Fake package delivery redelivery fee phishing — non-official sender impersonates UPS, FedEx, USPS, DHL, or another carrier falsely claiming the recipient's package could not be delivered, is on hold at customs, or requires a fee payment to reschedule delivery, directing them to a phishing site to pay a small "customs fee" or "redelivery fee" that harvests payment card details

Phishing emails impersonating UPS, FedEx, USPS, DHL, or other major carriers falsely claiming the recipient's package could not be delivered, is being held at customs, or requires a small fee payment to complete delivery or reschedule — directing them to a phishing site to pay a "customs fee" or "redelivery charge" that harvests payment card details.

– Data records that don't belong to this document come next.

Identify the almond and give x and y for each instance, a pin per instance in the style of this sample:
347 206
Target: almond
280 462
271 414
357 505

This attack class is one of the highest-volume consumer phishing campaigns globally, exploiting the ubiquity of online shopping and parcel tracking. Key facts: (1) Package delivery phishing surged 400%+ during 2020–2023, now representing over 25% of all consumer phishing complaints to the FTC; USPS alone receives 50,000+ reported smishing/phishing impersonation incidents annually; (2) The typical lure is a micro-fee ($2–$5 "customs clearance" or "redelivery fee") — the low amount reduces victim suspicion while the payment form harvests full card numbers, CVV, and billing address enabling larger downstream fraud; (3) Legitimate carriers never request payment via email links — USPS, UPS, FedEx, and DHL exclusively use their official apps or websites for any fee collection, and never send unsolicited payment requests; (4) Real carrier notifications arrive from known domains (ups.com, fedex.com, usps.com, dhl.com) with proper List-Unsubscribe headers — any deviation is a strong phishing signal. Warning signs: sender domain not matching the carrier's official domain, urgency around customs fees or redelivery scheduling, request to enter card details on an external site.